Art exhibit features couples’ collaborations

By Josiah Jorenby Reporter

 

The Heart to Heart exhibit, which opened on Jan. 13 in the South Dakota Art Museum, will feature a number of collaborative pieces. Each one of these collaborations is special for one big reason: all of the artists happen to be couples. Each of the 10 couples featured at the exhibit have submitted at least one of their own personal works, along with a piece that both of them worked on together.

Jodi Lundgren, curator for the South Dakota Art Museum, came up with the idea for the exhibit. Lundgren and her husband, both artists, became a couple before they started their artistic careers. After they became artists, she realized there were a lot of other artist couples.
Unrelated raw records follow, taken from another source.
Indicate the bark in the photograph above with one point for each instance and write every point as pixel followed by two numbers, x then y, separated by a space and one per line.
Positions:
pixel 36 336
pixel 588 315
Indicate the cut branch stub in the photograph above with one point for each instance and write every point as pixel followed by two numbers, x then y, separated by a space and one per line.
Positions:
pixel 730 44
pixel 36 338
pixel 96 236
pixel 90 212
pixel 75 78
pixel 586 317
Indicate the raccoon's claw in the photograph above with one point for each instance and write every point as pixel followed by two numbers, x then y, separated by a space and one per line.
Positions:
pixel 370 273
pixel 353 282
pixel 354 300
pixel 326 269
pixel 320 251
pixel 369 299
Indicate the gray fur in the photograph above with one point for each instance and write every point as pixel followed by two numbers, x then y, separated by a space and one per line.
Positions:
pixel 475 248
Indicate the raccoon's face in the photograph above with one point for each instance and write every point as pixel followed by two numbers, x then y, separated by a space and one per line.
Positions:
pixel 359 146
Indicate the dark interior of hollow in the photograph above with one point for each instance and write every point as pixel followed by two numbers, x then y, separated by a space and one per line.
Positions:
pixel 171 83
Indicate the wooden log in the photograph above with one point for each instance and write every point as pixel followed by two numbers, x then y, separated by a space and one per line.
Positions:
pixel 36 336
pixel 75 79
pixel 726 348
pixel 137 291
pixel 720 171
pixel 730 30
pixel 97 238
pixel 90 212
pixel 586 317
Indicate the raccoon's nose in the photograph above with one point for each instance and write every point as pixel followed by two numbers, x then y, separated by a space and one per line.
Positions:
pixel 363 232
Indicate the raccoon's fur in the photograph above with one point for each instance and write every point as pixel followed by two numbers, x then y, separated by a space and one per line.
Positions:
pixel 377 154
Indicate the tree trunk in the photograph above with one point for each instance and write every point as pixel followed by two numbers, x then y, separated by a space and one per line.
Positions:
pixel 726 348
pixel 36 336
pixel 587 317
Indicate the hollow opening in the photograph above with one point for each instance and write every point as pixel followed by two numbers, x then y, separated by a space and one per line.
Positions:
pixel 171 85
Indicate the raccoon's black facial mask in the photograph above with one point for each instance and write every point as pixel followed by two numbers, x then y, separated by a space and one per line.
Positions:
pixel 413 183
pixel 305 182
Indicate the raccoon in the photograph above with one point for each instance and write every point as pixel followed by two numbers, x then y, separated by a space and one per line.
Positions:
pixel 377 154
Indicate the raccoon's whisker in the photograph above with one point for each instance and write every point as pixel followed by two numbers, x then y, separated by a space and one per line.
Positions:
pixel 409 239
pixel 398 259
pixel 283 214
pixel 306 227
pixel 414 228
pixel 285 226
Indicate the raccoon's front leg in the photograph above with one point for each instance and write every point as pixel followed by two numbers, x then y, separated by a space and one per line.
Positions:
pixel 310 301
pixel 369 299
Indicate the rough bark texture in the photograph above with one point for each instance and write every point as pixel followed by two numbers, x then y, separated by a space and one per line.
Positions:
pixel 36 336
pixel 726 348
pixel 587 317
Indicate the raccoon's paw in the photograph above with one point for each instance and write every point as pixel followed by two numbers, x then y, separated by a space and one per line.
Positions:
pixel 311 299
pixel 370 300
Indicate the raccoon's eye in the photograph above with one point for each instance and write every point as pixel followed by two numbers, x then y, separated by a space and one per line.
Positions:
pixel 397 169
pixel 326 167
According to Lundgren, many of the couples featured in the exhibit are professors or former professors at various universities. “You see a lot of artist couples who end up going on and teaching at the same school,” Lundgren said.

The exhibit displays a wide variety of styles unique to each artist and to each couple.

“There’s a lot of stuff you wouldn’t think of making art with in the show,” Lundgren said.

There is everything from traditional artworks such as photography to more “non-traditional” art, such as a plastic chair tipped upside down in a puddle of pink goo, an artwork made by Kristyn Weaver.

Weaver and her husband Peter Reichardt, a professor at SDSU, also took a mirror and had it sandblasted with the words, “After cold and flu season, we will eat it.”

One couple took all the paths that they had run, overlaid them into some mapping software and erased everything but the paths they had run. Another couple went on a 450-mile bike trip and took photos of the trip and photos of each other for their collaborative artwork.

The exhibit will run until April 26. On Feb. 13 (the day before Valentine’s), there will be an artist’s reception from 4:30 p.m. to 7:00 p.m., where visitors can meet and chat with the artists. There will also be a Heart to Heart Chocolate Auction where patrons can pay $10 to taste different chocolates donated by local businesses. The money raised will be donated to the museum.